Henry Vaughan
born April 17, 1622, Llansantffraed,
Breconshire, Wales
died April 23, 1695, Llansantffraed
Anglo-Welsh poet and mystic remarkable for the
range and intensity of his spiritual intuitions.
Educated at Oxford and studying law in London,
Vaughan was recalled home in 1642 when the first
Civil War broke out, and he remained there the
rest of his life.
In 1646 his Poems, with the Tenth Satyre of
Juvenal Englished was published, followed by a
second volume in 1647. Meanwhile he had been
“converted” by reading the religious poet George
Herbert and gave up “idle verse.” His Silex
Scintillans (1650; “The Glittering Flint,”
enlarged 1655) and the prose Mount of Olives:
or, Solitary Devotions (1652) show the depth of
his religious convictions and the authenticity
of his poetic genius. Two more volumes of
secular verse were published, ostensibly without
his sanction; but it is his religious verse that
has lived. He also translated short moral and
religious works and two medical works in prose.

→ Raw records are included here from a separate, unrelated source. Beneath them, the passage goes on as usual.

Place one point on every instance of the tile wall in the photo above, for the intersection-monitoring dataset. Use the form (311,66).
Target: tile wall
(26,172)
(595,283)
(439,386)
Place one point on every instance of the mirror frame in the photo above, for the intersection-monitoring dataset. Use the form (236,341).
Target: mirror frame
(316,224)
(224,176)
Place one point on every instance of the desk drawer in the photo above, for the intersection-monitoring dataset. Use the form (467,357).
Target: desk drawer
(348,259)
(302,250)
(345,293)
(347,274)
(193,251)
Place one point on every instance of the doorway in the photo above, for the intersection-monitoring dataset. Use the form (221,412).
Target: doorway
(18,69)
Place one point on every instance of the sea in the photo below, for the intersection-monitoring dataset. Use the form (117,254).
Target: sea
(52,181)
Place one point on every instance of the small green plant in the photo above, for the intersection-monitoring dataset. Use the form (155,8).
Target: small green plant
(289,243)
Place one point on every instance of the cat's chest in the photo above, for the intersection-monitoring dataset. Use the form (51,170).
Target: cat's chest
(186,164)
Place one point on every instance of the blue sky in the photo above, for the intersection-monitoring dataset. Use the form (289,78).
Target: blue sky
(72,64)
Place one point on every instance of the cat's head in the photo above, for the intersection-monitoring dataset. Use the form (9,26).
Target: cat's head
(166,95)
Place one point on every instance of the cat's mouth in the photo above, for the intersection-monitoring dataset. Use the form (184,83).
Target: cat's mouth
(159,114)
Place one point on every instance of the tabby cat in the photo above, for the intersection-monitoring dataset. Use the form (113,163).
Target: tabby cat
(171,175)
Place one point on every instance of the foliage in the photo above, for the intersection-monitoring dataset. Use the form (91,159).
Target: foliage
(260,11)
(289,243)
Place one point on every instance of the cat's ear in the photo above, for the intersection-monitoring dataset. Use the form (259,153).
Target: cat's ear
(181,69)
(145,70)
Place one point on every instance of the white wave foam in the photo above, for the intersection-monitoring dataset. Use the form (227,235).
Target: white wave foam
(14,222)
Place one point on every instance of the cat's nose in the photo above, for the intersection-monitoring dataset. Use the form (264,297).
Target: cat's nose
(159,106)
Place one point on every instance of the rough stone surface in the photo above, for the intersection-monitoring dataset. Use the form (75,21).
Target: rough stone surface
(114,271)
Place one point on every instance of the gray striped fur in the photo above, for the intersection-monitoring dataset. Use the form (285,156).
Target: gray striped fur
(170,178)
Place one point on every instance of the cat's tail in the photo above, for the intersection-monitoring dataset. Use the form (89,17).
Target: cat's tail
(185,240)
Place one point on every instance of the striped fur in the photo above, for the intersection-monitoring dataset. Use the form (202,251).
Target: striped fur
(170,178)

At some time in the 1650s he began to practice
medicine and continued to do so throughout his
life.
Though Vaughan borrowed phrases from Herbert
and other writers and wrote poems with the same
titles as Herbert’s, he was one of the most
original poets of his day. Chiefly he had a gift
of spiritual vision or imagination that enabled
him to write freshly and convincingly, as is
illustrated in the opening of “The World”:
I saw Eternity the other night
Like a Great Ring of pure and endless light
He was equally gifted in writing about
nature, holding the old view that every flower
enjoys the air it breathes and that even sticks
and stones share man’s expectation of
resurrection. The Romantic poet William
Wordsworth may have been influenced by Vaughan.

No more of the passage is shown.